Since families are sort of like teams, multiply that number by, say 5 for close family members who will feel particularly impacted by their losses, their awful unfoldings and ramifications, until they too die, hopefully under peaceful circumstances. (Digression: if you want to die in peace, please believe that there’s a straight line connection between doing so and patient safety matters.) Now we have an impacted population of 540,000 annually. Keep adding half a million impacted people year after year.
This is just too much pain.
Now imagine this: Imagine that the stadium has 52 major sections seating 2077 people, and each section is divided into 7 zones seating 297. Each week, all the people in a zone—297 people, of all ages—slump over dead. After four weeks 2077 people are slumped over, and the entire section just collapses as if by implosion (kinda what a patient-family feels emotionally in hospitals nationwide). Week after week, regular as clockwork, starting at gate 1 and ending at gate 52, people slump over and another section collapses. By year’s end, no more stadium. Poof! Where have all the people gone?

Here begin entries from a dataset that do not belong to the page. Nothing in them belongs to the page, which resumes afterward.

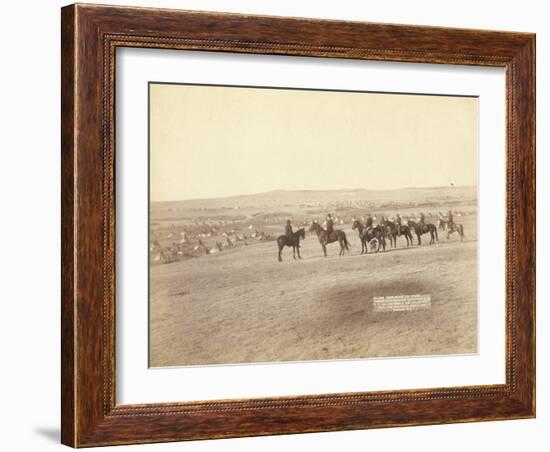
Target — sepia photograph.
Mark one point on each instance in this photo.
(291, 224)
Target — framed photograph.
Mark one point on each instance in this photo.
(280, 225)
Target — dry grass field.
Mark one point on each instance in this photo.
(240, 305)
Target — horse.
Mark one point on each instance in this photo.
(326, 238)
(394, 230)
(420, 229)
(455, 227)
(294, 242)
(374, 236)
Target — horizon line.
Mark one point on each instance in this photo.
(309, 190)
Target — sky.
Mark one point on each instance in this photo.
(217, 141)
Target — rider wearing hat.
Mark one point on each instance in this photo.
(398, 219)
(369, 221)
(330, 224)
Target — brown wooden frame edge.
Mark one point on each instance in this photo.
(90, 36)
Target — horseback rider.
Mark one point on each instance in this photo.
(450, 221)
(330, 225)
(369, 222)
(288, 231)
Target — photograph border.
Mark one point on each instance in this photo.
(90, 36)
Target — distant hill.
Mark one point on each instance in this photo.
(313, 198)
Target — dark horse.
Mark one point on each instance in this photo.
(455, 227)
(394, 230)
(374, 236)
(325, 238)
(420, 229)
(294, 242)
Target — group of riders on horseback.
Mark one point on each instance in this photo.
(370, 234)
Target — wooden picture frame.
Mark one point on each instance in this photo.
(90, 36)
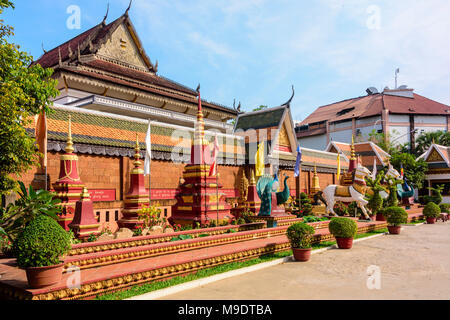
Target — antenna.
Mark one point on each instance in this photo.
(396, 76)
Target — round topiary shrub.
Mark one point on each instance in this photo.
(395, 216)
(343, 228)
(41, 244)
(431, 210)
(445, 207)
(300, 234)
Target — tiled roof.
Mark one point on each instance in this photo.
(103, 130)
(367, 150)
(89, 43)
(372, 105)
(312, 157)
(261, 119)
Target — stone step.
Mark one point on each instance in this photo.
(122, 275)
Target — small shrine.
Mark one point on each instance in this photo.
(137, 196)
(199, 197)
(69, 186)
(84, 223)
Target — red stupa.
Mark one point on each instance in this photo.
(198, 199)
(137, 196)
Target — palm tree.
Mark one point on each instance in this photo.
(425, 140)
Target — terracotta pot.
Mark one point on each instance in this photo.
(344, 243)
(302, 255)
(394, 229)
(431, 220)
(44, 276)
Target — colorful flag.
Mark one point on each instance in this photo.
(259, 160)
(299, 161)
(40, 122)
(339, 168)
(148, 153)
(213, 169)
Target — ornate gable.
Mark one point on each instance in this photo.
(122, 47)
(435, 157)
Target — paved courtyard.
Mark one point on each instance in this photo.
(413, 265)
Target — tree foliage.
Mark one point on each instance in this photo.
(424, 141)
(25, 91)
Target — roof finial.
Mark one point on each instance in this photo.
(106, 15)
(69, 146)
(288, 104)
(59, 56)
(129, 7)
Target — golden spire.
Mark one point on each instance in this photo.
(252, 178)
(69, 146)
(137, 154)
(315, 183)
(85, 194)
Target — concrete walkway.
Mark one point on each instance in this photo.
(413, 265)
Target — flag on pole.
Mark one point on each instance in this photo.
(40, 122)
(213, 169)
(339, 168)
(259, 160)
(299, 161)
(148, 147)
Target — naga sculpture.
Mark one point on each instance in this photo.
(271, 200)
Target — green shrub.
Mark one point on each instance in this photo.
(340, 209)
(300, 234)
(395, 216)
(445, 207)
(41, 244)
(343, 228)
(310, 219)
(246, 216)
(431, 210)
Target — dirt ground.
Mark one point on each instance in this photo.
(412, 265)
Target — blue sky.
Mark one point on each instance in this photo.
(254, 50)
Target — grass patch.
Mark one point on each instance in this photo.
(204, 273)
(415, 222)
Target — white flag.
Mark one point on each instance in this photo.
(148, 146)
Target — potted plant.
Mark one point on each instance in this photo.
(396, 216)
(39, 249)
(431, 212)
(300, 234)
(344, 230)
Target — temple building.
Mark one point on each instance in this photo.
(368, 152)
(399, 113)
(111, 91)
(438, 159)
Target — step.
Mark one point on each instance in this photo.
(127, 250)
(118, 276)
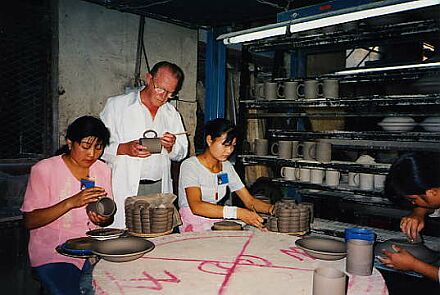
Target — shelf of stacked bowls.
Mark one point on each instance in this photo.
(431, 124)
(397, 124)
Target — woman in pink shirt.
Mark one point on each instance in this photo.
(54, 203)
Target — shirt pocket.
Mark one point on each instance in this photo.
(209, 193)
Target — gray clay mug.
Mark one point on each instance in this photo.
(151, 143)
(104, 207)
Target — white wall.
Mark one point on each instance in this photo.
(97, 52)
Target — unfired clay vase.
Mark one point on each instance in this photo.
(329, 281)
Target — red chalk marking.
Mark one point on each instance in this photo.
(234, 266)
(294, 250)
(114, 281)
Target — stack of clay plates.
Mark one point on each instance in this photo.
(431, 124)
(397, 124)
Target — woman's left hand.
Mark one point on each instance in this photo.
(250, 217)
(400, 259)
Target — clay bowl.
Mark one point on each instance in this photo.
(418, 250)
(322, 248)
(122, 249)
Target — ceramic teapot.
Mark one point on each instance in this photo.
(151, 143)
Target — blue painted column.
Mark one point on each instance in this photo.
(215, 77)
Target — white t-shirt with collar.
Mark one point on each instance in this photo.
(194, 174)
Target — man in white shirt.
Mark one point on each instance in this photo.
(137, 171)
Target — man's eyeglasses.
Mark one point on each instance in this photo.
(161, 91)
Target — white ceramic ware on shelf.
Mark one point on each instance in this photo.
(397, 124)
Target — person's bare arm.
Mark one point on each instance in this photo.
(403, 260)
(412, 224)
(41, 217)
(205, 209)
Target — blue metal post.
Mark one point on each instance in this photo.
(215, 77)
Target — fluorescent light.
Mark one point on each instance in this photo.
(362, 14)
(319, 21)
(372, 70)
(255, 33)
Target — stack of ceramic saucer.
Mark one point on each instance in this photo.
(291, 218)
(141, 218)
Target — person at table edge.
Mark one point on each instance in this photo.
(54, 205)
(414, 178)
(203, 181)
(135, 170)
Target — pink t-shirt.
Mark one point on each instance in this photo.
(49, 183)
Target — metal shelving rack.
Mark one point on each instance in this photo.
(418, 26)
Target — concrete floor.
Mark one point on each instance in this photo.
(15, 274)
(16, 277)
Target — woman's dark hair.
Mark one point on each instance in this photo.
(215, 128)
(412, 174)
(86, 126)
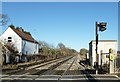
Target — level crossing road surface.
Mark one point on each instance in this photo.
(69, 71)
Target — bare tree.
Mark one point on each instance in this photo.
(4, 19)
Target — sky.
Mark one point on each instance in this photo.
(70, 23)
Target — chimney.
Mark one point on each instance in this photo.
(20, 29)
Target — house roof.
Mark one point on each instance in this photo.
(24, 35)
(104, 41)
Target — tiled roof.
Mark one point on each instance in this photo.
(24, 35)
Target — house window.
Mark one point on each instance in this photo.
(9, 39)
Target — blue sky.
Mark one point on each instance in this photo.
(72, 23)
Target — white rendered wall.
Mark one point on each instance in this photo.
(29, 48)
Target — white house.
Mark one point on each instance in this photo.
(103, 45)
(22, 41)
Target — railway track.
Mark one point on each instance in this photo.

Extend it further: make the stadium as large as the lower 48 states. So large that you really can’t see the slumping and collapsing; it’s too dispersed. All that you can sense, every now and then, is a momentary change in the light, a flickering. That’s someone dying who most likely ought not be dying. If your loved one is among them you’ll see the poofs of dust spread across your field of vision as you sit grieving in your armchair while another long day’s sun sets.
Toss all this around for awhile. We need a new playing field, don’t we?